The Prison Visits Booking uses process metrics to determine how well each prison is doing in terms of time it takes to process a booking. There’s a longer back story behind this which I’d be happy to share over a pint, but for the purpose of this short write-up, let’s just say it’s a form-to-email system, that submits directly to a mailbox within a prison.
Given that we had a system in place to submit visit requests, it was only reasonable to have a system in place that would let us track how long it takes to process a visit - this could be used for a number of things - including identifying establishments with problems of various kinds, which can then be followed up on.
We needed a reasonably good metric to determine how well prisons were doing, and it was pretty clear that an average time would not cut it. This was due to all usual problems with averages - they’re independent of the distribution of the data, and do not provide useful information other metrics can.
While I was an intern at Google, we’ve used 99-th, 99.95 and 99.98 percentiles for request processing times and benchmark our performance based on those metrics.
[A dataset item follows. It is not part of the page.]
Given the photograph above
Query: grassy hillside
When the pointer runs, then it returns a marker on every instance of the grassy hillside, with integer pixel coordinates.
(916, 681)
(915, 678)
Given the amount of data we had, this was very useful - we’d have a figure describing the processing time for most requests, ignoring a small number of outliers that could have surfaced due to deployment delays, caches not being warmed, data being moved from/to virtual memory, etc.
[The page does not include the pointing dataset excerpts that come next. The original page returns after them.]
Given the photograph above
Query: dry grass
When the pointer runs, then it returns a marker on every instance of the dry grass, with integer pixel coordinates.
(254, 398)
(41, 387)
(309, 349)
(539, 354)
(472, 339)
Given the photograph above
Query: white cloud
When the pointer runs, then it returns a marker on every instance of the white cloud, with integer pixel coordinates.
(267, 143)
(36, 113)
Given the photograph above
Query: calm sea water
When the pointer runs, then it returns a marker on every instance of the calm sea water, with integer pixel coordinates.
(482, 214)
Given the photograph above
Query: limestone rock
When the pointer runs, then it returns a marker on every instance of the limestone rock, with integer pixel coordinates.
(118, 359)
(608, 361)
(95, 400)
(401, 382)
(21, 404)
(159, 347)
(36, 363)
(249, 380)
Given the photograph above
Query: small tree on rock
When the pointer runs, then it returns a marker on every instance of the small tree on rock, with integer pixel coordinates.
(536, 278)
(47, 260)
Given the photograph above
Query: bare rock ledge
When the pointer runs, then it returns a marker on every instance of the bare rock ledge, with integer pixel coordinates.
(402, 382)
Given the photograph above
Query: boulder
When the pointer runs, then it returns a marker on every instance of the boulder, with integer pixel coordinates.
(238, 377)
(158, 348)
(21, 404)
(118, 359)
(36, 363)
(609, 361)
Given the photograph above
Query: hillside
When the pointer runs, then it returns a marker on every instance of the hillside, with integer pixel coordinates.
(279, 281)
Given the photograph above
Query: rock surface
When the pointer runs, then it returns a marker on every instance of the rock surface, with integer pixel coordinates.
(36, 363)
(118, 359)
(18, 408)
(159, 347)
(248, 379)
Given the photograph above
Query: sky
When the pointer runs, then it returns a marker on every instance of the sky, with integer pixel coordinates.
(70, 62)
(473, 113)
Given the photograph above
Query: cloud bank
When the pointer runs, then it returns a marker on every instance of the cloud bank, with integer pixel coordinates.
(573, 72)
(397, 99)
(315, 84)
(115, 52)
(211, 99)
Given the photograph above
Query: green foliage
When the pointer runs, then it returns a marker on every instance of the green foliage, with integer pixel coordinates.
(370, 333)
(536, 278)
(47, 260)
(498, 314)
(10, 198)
It only made sense to use a similar approach here.
Given that we already had processing times for each visit, we could easily generate a summary of this using PostgreSQL. First, we need to retrieve a list of all visit for a particular establishment which would yield a table similar to the one below:
> SELECT prison_name, end_to_end_time
FROM visit_metrics_entries
WHERE prison_name = 'Alcatraz'
AND end_to_end_time IS NOT NULL;
prison_name | end_to_end_time
-------------+-----------------
Alcatraz | 284
Alcatraz | 301
Alcatraz | 321
Alcatraz | 321
Alcatraz | 342
Alcatraz | 389
Alcatraz | 434
Let us add another column which would indicate a cumulative percentile ranking for each row.
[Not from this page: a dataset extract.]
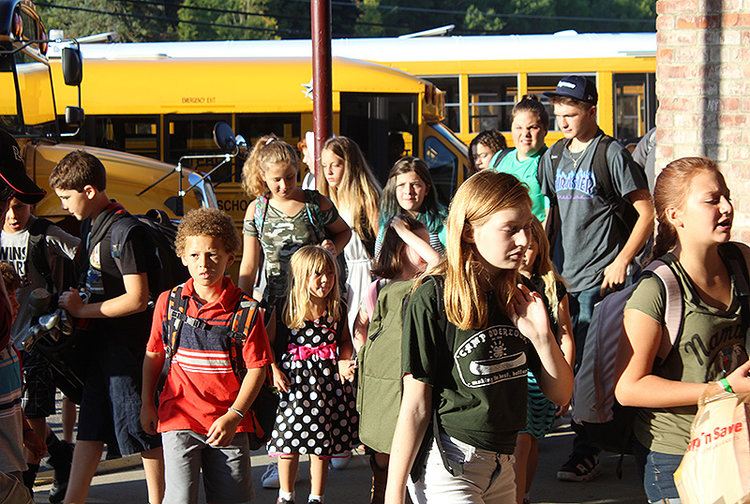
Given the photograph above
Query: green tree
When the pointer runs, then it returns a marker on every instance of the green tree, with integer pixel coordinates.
(225, 20)
(133, 20)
> SELECT prison_name, end_to_end_time, cume_dist()
OVER (ORDER BY end_to_end_time)
FROM visit_metrics_entries
WHERE prison_name = 'Alcatraz'
AND end_to_end_time IS NOT NULL
prison_name | end_to_end_time | cume_dist
-------------+-----------------+---------------------
Alcatraz | 284 | 0.00268817204301075
Alcatraz | 301 | 0.00537634408602151
Alcatraz | 321 | 0.010752688172043
Alcatraz | 321 | 0.010752688172043
Alcatraz | 342 | 0.0134408602150538
Alcatraz | 389 | 0.0161290322580645
Alcatraz | 434 | 0.0188172043010753
Since we’re interested in the 95-th percentile, let us limit ourselves solely to rows which have cume_dist >= 0.95
. For this to happen, we need to issue a subquery:
> SELECT prison_name, end_to_end_time, cume_dist FROM (
SELECT prison_name, end_to_end_time, cume_dist()
OVER (ORDER BY end_to_end_time)
FROM visit_metrics_entries
WHERE prison_name = 'Alcatraz'
AND end_to_end_time IS NOT NULL
) AS foo WHERE cume_dist >= 0.95 LIMIT 1
prison_name | end_to_end_time | cume_dist
-------------+-----------------+-------------------
Alcatraz | 214916 | 0.951612903225806
Need to plot frequency histograms over a set of values? Postgres will do that for you as well - try this:
> SELECT width_bucket(end_to_end_time, 0, 604800, 20), COUNT(*)
FROM visit_metrics_entries
WHERE end_to_end_time IS NOT NULL
AND prison_name = 'Alcatraz'
GROUP BY width_bucket
width_bucket | count
--------------+-------
1 | 30
2 | 11
3 | 21
4 | 12
5 | 11
6 | 88
7 | 51
8 | 56
9 | 80
10 | 11
11 | 23
12 | 44
13 | 23
14 | 76
15 | 52
16 | 2
17 | 42
18 | 10
19 | 4
20 | 22
21 | 280
This will generate 20 buckets with lower bound being 0 and upper being 604800 (1-indexed!). Turning this into a graph is very easy to do.